ALTER TABLE distributions RENAME TO distributions_old;
ALTER TABLE distributions_master RENAME TO distributions;

-- This will hold a lock while the values in distribution_old are checked
-- But for a much shorter time than without the index or what you'd deal
-- with from a VACUUM FULL
ALTER TABLE distributions ATTACH PARTITION distributions_old DEFAULT;

COMMIT;

At this point:

All of your queries will hit the master partition, which will then scan both partitions.
New entries via INSERTs will automatically be routed to the new table/partition by way of the DEFAULT clause on compacted column.
DELETE queries are also safe, with one caveat that I'll cover further below.
After checking on the entry for distributions in pg_stat_user_tables for the last ~24 hours it doesn't appear that you run any UPDATE queries to need to worry about.

On PG11 or greater, the partitioned table will automatically move rows between partitions when the partition key changes. However, you definitely don't want to move all of them at once so you'll need to select them in chunks. Here I'll use a CTE to keep things clean and readable:

WITH to_move AS (
  SELECT d.dataset_version_id, d.subject_type, d.subject_id, d.bucket_type, d.bucket_value, d.question_id -- pkey columns
  FROM distributions_old
  ORDER BY dataset_version_id, subject_type, subject_id, bucket_type, bucket_value, question_id -- pkey columns
  LIMIT 1000 -- this limit determines how many rows each invocation can move
)
UPDATE distributions d
SET d.compacted = true
FROM to_move tm
WHERE (d.dataset_version_id, d.subject_type, d.subject_id, d.bucket_type, d.bucket_value, d.question_id) IN (SELECT * FROM to_move)
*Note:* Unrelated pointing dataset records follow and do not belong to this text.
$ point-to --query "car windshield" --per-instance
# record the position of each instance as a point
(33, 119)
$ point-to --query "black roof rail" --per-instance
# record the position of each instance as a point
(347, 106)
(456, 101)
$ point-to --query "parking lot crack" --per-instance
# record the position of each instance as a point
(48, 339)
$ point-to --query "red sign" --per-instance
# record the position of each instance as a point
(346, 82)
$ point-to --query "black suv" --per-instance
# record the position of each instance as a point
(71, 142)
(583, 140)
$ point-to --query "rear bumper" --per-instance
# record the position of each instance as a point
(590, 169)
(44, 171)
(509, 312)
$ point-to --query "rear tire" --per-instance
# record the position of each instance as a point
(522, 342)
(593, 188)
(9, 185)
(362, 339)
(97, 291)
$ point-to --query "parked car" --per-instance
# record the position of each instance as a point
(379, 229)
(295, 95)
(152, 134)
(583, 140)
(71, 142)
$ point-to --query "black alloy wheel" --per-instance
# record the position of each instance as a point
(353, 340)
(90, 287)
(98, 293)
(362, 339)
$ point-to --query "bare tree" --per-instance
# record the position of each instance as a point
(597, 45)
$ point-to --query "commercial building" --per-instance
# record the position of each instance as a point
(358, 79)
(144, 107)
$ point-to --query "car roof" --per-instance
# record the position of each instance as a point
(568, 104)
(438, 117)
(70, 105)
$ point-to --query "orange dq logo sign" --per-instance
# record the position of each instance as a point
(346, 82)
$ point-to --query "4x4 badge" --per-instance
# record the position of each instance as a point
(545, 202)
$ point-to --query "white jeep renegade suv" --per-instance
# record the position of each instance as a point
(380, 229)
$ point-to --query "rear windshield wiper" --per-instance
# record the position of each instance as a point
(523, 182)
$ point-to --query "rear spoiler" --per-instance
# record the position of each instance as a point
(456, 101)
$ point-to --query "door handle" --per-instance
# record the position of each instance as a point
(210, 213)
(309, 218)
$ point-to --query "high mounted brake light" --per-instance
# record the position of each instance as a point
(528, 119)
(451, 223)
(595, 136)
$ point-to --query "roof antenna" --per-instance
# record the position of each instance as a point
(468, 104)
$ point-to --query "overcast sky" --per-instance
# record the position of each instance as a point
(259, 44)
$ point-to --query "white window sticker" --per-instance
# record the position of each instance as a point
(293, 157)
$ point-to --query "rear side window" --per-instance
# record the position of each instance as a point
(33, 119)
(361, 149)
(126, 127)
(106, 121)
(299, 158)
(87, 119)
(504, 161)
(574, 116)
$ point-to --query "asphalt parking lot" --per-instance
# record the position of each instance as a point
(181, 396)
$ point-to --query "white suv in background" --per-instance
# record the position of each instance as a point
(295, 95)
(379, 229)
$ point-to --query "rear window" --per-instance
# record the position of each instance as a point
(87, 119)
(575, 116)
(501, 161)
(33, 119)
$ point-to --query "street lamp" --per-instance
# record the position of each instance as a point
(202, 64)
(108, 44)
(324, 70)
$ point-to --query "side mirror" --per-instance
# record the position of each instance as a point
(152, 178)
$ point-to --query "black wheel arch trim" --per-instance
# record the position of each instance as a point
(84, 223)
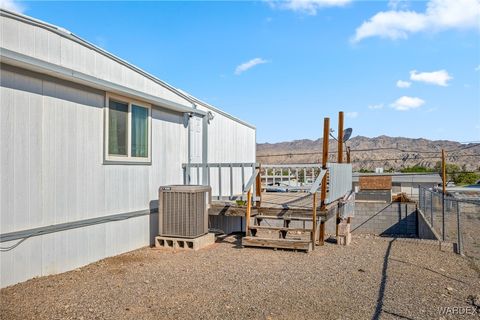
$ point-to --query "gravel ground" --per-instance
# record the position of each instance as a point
(374, 278)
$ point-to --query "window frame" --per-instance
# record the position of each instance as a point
(128, 159)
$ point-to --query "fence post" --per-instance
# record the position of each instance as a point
(459, 231)
(444, 183)
(431, 207)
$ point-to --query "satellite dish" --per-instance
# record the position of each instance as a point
(347, 133)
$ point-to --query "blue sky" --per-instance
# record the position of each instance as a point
(283, 66)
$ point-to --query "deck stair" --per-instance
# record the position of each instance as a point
(280, 233)
(262, 234)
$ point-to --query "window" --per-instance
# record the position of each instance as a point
(127, 131)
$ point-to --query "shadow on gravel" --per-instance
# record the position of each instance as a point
(235, 239)
(383, 283)
(428, 269)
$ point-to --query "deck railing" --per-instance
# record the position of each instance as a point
(302, 177)
(229, 181)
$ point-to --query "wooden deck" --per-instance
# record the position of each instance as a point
(280, 204)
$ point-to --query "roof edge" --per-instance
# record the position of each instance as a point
(67, 34)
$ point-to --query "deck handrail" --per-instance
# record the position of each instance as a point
(318, 181)
(203, 176)
(251, 180)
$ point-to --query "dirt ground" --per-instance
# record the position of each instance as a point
(374, 278)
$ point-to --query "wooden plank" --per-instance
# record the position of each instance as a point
(340, 137)
(326, 132)
(375, 182)
(249, 209)
(279, 229)
(283, 218)
(314, 219)
(277, 243)
(258, 187)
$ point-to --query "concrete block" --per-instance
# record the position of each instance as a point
(344, 240)
(185, 243)
(344, 228)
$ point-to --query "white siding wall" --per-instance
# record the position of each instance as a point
(46, 45)
(229, 141)
(51, 152)
(51, 142)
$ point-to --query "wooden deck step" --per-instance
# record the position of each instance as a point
(262, 217)
(279, 228)
(303, 245)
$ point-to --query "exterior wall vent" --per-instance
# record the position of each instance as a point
(183, 210)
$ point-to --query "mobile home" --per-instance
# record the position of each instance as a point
(86, 140)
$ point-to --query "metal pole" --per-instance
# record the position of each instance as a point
(340, 137)
(444, 186)
(431, 207)
(459, 231)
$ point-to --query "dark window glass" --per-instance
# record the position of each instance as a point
(117, 128)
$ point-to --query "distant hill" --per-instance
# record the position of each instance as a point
(422, 152)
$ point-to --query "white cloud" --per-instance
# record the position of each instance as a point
(248, 65)
(351, 114)
(397, 4)
(307, 6)
(375, 106)
(439, 15)
(12, 5)
(439, 78)
(407, 103)
(403, 84)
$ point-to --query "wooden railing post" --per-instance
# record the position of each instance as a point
(339, 160)
(314, 220)
(258, 187)
(323, 195)
(249, 208)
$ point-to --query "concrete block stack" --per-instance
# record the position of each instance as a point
(344, 237)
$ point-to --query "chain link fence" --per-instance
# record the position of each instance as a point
(454, 220)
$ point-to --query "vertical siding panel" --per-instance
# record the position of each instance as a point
(20, 157)
(35, 156)
(7, 145)
(41, 44)
(9, 29)
(48, 155)
(26, 38)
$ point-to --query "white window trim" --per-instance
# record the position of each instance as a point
(128, 159)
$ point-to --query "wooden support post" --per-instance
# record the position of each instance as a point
(314, 220)
(247, 215)
(444, 189)
(340, 137)
(326, 132)
(337, 220)
(258, 188)
(323, 194)
(321, 237)
(340, 160)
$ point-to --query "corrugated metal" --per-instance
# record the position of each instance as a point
(340, 180)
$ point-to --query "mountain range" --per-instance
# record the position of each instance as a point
(369, 153)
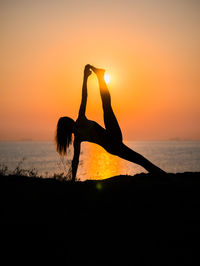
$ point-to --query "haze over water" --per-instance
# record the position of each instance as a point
(95, 163)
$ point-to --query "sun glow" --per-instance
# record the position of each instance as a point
(107, 78)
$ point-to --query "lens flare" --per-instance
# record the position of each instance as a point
(107, 78)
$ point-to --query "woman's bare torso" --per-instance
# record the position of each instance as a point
(88, 130)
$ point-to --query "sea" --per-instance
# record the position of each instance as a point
(40, 157)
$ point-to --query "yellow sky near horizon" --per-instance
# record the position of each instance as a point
(150, 49)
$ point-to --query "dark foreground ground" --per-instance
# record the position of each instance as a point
(141, 219)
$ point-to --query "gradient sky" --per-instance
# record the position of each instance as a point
(150, 48)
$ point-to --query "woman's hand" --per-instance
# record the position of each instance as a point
(87, 71)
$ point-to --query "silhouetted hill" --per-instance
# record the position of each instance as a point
(137, 219)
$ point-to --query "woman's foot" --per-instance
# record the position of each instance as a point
(98, 71)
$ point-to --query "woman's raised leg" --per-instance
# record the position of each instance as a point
(110, 120)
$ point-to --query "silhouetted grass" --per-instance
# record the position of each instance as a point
(141, 219)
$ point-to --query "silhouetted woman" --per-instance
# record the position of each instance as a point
(110, 137)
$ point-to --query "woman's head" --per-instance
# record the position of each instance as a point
(65, 128)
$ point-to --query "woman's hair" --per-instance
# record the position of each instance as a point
(64, 134)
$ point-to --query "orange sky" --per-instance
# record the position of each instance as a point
(150, 49)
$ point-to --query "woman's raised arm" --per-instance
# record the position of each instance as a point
(87, 73)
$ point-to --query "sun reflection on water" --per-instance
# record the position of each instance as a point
(100, 164)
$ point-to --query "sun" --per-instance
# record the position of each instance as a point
(107, 78)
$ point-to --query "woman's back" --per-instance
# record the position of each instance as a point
(88, 130)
Caveat: If your app attempts to delete a row that is currently being moved via the above update query. Since the update started first the delete will queue behind it but then fail because the row is no longer where it was when it (the delete) started. Luckily, you will actually receive an error that you can watch for and re-run the delete if that happens, with that error being:

ERROR: tuple to be locked was already moved to another partition due to concurrent update

Once the old table is empty you can then clean up with the following:

ALTER TABLE distributions DETACH PARTITION distributions_compacted;
DROP TABLE distributions CASCADE;
ALTER TABLE distributions_compacted RENAME TO distributions;
ALTER TABLE distributions DROP COLUMN compacted;

Using declarative partitioning on PG10

If you are unable to upgrade your server before doing this you can still use the above process but will need a different query for moving the data from the old table/partition to the new:

WITH del AS (
  DELETE FROM distributions_old
  WHERE (dataset_version_id, subject_type, subject_id, bucket_type, bucket_value, question_id) IN
    (
      SELECT dataset_version_id, subject_type, subject_id, bucket_type, bucket_value, question_id -- pkey columns
      FROM distributions_old
      ORDER BY dataset_version_id, subject_type, subject_id, bucket_type, bucket_value, question_id -- pkey columns
      LIMIT 1000 -- this limit determines how many rows each invocation can move
    )
  RETURNING dataset_version_id, subject_type, subject_id, bucket_type, bucket_value, bucket_source, question_id, answer_id_to_count -- all columns in table order
)
INSERT INTO distributions
SELECT *, true
FROM del;

The caveat there is that if you attempt to delete a row that is being moved you won't receive an error, it will simply return with 0 rows affected, which can be an issue with some ORMs that won't treat that as an error or exceptional case without you making changes to that code.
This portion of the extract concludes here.